Sokak sütlerindeki tehlikeye dikkat

‘Doğal ve katkısız köy sütü’ inancıyla aldığınız sokak sütlerine dikkat. Bu sütler sağlık açısından tehlike yaratıyor.

Süt söz konusu olduğunda çoğumuz ortak yanlış bir kanıya sahibiz.  İnek veya keçiden süt direk sağıldıktan sonra kaynatılıp soframıza geldiğinde ‘köyün en sağlıklı ürünü’ olarak kabul eder, bu sütü içtiğimizde daha fazla sağlık kazanacağız sanırız. Evet belki 20 yıl öncesine kadar hava kirliliği, çevre kirliliği, besin endüstrisinin gelişmemiş olması ve eskiden sağılan süte hile yapılmaması nedeniyle belki bu fikir mantıklıydı. Ancak günümüz koşullarında sağılan sütlerin sağlıklı olduğunu söylemek pek mümkün değil. Hacettepe Üniversitesinde 2010 yılında yapılan piyasadaki farklı formlarda yani UHT, pastörize ve sokak sütlerindeki mikrobiyolojik analiz çalışma verileri paylaşıldığında toplumumuzdaki algının ne kadar yanlış bir yönde olduğunu fark ettim.

Bakteri deposu, üstelik katkılı!

Araştırmada 150 örnek sütün içerisindeki hastalık yapan mikroorganizma miktarı araştırıldı. Analizlerde sokak sütlerinde bakteri sayısının 100 bin gibi akıl almayacak kadar yüksek oranda olduğu tespit edildi UHT ve pastörize sütlerde ise sütün yapısını tadını bozabilecek herhangi bir bakteriye rastlanmamıştır.  Yine bu araştırmada sokak sütlerine su eklendiği, kuru madde olarak koyu görünmesi açısından nişasta ile koyulaştırıldığı, sütün tanımına uygun olmayan maddelerin konulmasının hem besinin kalitesine hem de besleyici değerine zarar verdiği de belirlenmiştir.     

Besleyicilikten de sınıfta kaldı

Besleyici değerleri de analiz edilen sokak sütlerinin, yüzde 69 kadar yeterliliği saptanırken,  UHT ve pastörize sütlerde besleyici değerin yüzde 100 olduğu da belirlenmiştir.
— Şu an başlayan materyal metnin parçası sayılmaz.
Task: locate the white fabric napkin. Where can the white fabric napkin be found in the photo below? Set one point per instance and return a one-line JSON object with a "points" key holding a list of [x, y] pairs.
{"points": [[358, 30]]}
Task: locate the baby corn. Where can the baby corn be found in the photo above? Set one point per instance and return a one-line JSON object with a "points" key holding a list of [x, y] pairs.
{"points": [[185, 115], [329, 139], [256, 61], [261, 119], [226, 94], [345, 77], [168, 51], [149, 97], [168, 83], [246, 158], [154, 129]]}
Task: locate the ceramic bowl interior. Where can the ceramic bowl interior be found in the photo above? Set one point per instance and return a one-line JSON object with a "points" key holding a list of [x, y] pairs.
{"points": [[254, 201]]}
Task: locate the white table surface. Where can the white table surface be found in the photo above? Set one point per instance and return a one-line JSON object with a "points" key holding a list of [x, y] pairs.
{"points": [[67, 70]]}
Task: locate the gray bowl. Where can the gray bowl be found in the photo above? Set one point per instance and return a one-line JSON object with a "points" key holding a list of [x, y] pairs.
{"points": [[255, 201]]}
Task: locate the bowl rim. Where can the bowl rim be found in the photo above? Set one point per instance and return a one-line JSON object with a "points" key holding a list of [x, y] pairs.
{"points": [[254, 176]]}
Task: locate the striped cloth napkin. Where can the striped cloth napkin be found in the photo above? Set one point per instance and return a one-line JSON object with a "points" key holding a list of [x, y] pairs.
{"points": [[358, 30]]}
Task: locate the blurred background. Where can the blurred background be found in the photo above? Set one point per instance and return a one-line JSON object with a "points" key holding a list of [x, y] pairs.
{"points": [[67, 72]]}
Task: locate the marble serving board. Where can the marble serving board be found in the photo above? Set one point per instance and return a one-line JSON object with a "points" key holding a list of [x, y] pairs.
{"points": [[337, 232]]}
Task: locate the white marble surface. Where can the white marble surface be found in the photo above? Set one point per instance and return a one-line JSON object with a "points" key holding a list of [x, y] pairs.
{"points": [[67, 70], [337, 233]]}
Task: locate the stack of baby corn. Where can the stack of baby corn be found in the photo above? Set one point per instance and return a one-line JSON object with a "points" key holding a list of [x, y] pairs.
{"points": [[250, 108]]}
Araştırmaların sonuçlarına göre Beslenme Uzmanı olarak sütün sağılması, taşınması, hava sıcaklığı, saklama ve saklama kaplarındaki durumları gibi birçok faktör nedeniyle süt gibi gerek mikrobiyolojik bozulmaya gerek besin değerlerindeki kayıplar nedeniyle toplum sağlığına uygun olmayan sokak sütlerinin satışlarının önlenmesini hatta sıkı denetim ile diğer etik süt üreticileri standardına gelmelerini sağlayacak sıkı eğitimlerin verilmesini önermekteyim.